Solution. We shall attach on each of our numbers $$ x_1<x_2<\cdots<x_{26}, $$ an index next to their subscript in the following fashion:

$x_1$ becomes $x_{1,1}$.

If $x_1$ divides $x_2$, then $x_2$ becomes $x_{2,2}$, otherwise it becomes $x_{2,1}$.

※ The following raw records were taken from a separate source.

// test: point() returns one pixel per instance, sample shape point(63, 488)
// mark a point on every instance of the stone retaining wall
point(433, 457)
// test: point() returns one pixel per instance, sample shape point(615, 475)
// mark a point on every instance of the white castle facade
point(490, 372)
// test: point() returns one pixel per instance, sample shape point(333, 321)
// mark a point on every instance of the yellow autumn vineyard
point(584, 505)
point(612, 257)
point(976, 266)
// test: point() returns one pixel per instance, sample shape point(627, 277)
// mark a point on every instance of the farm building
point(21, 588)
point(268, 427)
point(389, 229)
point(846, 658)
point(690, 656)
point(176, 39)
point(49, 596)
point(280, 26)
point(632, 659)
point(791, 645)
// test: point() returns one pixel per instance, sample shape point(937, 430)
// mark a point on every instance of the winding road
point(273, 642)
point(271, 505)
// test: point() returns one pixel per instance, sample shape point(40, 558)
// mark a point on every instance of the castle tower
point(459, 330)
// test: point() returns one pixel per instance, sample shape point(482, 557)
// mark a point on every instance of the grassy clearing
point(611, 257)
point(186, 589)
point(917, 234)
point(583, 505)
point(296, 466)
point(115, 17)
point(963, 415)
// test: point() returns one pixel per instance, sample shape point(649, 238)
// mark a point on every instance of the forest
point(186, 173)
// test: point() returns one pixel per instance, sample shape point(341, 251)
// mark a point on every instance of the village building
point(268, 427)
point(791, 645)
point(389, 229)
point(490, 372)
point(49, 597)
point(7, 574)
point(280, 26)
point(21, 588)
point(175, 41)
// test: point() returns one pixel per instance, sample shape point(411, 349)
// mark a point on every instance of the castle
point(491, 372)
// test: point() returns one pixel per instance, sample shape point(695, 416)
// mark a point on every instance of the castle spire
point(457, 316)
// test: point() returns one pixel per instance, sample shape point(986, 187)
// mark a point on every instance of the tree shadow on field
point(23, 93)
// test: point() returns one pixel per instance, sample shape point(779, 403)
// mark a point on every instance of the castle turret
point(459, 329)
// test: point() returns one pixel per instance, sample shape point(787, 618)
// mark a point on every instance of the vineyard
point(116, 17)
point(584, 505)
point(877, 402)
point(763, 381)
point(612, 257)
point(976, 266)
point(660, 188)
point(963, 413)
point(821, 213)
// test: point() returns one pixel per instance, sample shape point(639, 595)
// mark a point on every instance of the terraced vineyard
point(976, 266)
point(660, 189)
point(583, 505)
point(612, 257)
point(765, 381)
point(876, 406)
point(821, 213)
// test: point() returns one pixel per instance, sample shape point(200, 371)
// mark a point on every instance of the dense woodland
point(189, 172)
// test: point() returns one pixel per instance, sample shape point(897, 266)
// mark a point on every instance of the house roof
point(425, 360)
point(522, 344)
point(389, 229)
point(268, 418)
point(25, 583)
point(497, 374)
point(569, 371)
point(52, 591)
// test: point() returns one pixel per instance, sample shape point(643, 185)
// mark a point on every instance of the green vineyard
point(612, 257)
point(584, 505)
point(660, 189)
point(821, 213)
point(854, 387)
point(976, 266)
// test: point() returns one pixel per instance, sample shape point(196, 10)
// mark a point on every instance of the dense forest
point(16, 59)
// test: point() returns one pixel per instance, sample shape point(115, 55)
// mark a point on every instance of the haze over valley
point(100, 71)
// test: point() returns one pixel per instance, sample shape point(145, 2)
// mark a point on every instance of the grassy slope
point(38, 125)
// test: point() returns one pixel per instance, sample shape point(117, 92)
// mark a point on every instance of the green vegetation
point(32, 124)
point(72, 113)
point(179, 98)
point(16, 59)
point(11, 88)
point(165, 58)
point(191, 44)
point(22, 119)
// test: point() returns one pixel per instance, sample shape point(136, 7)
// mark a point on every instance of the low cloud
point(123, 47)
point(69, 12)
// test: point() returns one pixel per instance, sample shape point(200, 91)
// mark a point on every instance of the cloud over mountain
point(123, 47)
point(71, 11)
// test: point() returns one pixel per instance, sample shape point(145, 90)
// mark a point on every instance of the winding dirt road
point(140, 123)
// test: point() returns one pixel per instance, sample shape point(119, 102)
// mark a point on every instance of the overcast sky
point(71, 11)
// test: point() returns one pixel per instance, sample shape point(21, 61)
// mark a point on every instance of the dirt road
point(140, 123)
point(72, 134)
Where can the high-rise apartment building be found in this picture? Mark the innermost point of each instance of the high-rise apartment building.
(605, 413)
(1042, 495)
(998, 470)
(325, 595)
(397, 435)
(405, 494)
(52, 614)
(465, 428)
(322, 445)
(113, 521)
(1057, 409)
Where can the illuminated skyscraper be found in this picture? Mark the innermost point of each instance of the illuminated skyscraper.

In general, if we have attached indices to $x_1,\ldots,x_k$, then the index of $x_{k+1}$ will be $1$ is none of the $x_1,\ldots,x_k$ divides $x_{k+1}$, or it will become $i+1$, if $i$ is the largest index of all the numbers which divide $x_{k+1}$.

If the index of some of the $x_j$'s is at least $6$ then we have have a sequence $$ x_{k_1,1} \mid x_{k_2,2} \mid x_{k_3,3} \mid x_{k_4,4} \mid x_{k_5,5}\mid x_{k_6,6}. $$ In all the indices are less or equal to $5$, then some number in $\{1,2,3,4,5\}$, say $j$, is necessarily the index of at least $6$ numbers, i.e. $$ x_{k_1,j} < x_{k_2,j} < x_{k_3,j} < x_{k_4,j} < x_{k_5,j} < x_{k_6,j}, $$ which means that none of the above $6$ numbers divide another one of them.

Note. Τhis can be generalised to finding a chain of $k$ numbers, fully ordered by division, or a subset of $\ell$ numbers, with none of them dividing another one, among $m$ distinct positive integers, whenever $(k-1)(\ell-1)\le m-1$.